Normal is Nothing and Nowhere

It’s sad that I had an outline for this post all figured out yesterday, but fell asleep before I actually finished this. 

I remember listening to Welcome to Night Vale and not … really being into it. This was surprising because it had all the hallmarks of things that I liked: sci-fi, weirdness, magical realism of a sort, someone with a wonderfully smooth voice reading kind of a meta commentary.

But I found that the more I read about Night Vale, the more enraged I became. What kind of society was this, that took its children away and had an evil, shadowy council and, worst of all, treated this as something that was normal behavior?

Then I thought about things that I consider normal. Small things, like eating toast and eggs for breakfast, or being able to walk to work, or wearing jeans on a daily basis. If I was, say, a middle-class woman living in India and working in a bank I might eat idly for breakfast on a regular basis, wear salwars pretty frequently, haggle with an auto rickshaw man for ten minutes before navigating traffic to work. And those are just the experiences I know of, or that I’m familiar with*.

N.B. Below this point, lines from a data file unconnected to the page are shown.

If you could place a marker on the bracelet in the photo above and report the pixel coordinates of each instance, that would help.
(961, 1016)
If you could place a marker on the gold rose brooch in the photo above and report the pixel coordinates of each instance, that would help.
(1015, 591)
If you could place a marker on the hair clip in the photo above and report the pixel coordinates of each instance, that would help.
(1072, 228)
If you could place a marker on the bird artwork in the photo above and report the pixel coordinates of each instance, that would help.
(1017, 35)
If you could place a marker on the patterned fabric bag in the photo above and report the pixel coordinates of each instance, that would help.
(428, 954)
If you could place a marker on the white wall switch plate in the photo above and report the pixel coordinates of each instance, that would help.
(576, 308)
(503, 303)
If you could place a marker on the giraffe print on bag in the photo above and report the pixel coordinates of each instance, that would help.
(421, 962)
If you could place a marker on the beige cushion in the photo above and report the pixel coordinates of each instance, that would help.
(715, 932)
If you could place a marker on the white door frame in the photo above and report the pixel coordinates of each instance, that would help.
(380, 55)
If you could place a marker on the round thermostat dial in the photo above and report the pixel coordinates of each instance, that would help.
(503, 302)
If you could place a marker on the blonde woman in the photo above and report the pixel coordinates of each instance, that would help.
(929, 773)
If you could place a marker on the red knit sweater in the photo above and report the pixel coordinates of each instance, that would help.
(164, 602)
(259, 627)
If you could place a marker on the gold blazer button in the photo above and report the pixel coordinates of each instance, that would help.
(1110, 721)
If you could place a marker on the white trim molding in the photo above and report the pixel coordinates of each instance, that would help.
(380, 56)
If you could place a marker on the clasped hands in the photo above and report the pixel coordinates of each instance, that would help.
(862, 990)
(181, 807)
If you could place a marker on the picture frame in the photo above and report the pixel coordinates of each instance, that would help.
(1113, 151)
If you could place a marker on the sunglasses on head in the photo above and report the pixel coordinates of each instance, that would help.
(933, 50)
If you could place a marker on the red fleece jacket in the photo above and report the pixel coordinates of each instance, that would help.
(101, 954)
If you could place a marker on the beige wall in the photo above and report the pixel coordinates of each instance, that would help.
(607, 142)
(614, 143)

What would normal feel like, living as a refugee in a camp? Having to walk through a metal detector every time you went to school? Being so rich you could employ a battalion of people to do your groceries and laundry? Shunning electricity and modern technology and using horse-drawn carriages? Working in a job that is so secret you can’t bring any of it home, or mention it? Or being denied the privilege of driving, and having your male relatives escort you everywhere?

Some of these experiences, of course, are starkly negative. But the people living them tend to normalize them, to adapt themselves to their situations. I think we’re fairly malleable that way. And then there are those normal situations that I don’t pretend to understand — like the fact that “normal”, at least in terms of numbers in India, is living on less than US $2 a day. That’s a negative scenario, certainly. But we’ve all been conditioned into accepting that as a certain form of reality, when in fact the poverty levels should be anything but “normal”.

I’m not really sure, still, what I feel about Night Vale‘s version of normality. Also, I need to remind myself every now and then that, you know, none of it is real.

I suppose my point is: normal is something we decide, and it’s so far from being a “standard” that it’s mind-boggling how culturally de-sensitized we can be to other people’s normals. You don’t have to be okay with refugee-camp normal, or approve of being-insanely-rich-normal, but you do have to agree to see it from that point of view if you’re going to work with it.

Speaking of other people’s normals, here’s a funny story to leave you with after all this depressing talk. A friend of mine, in middle school, had a teacher tell the class about other cultures and experiences, including that of using your hands to eat instead of any utensils.

And one bright spark blurted out, “Well then, how do they eat cereal for breakfast?!”


*I am not familiar with haggling with auto rickshaw men. In fact, the thought terrifies me.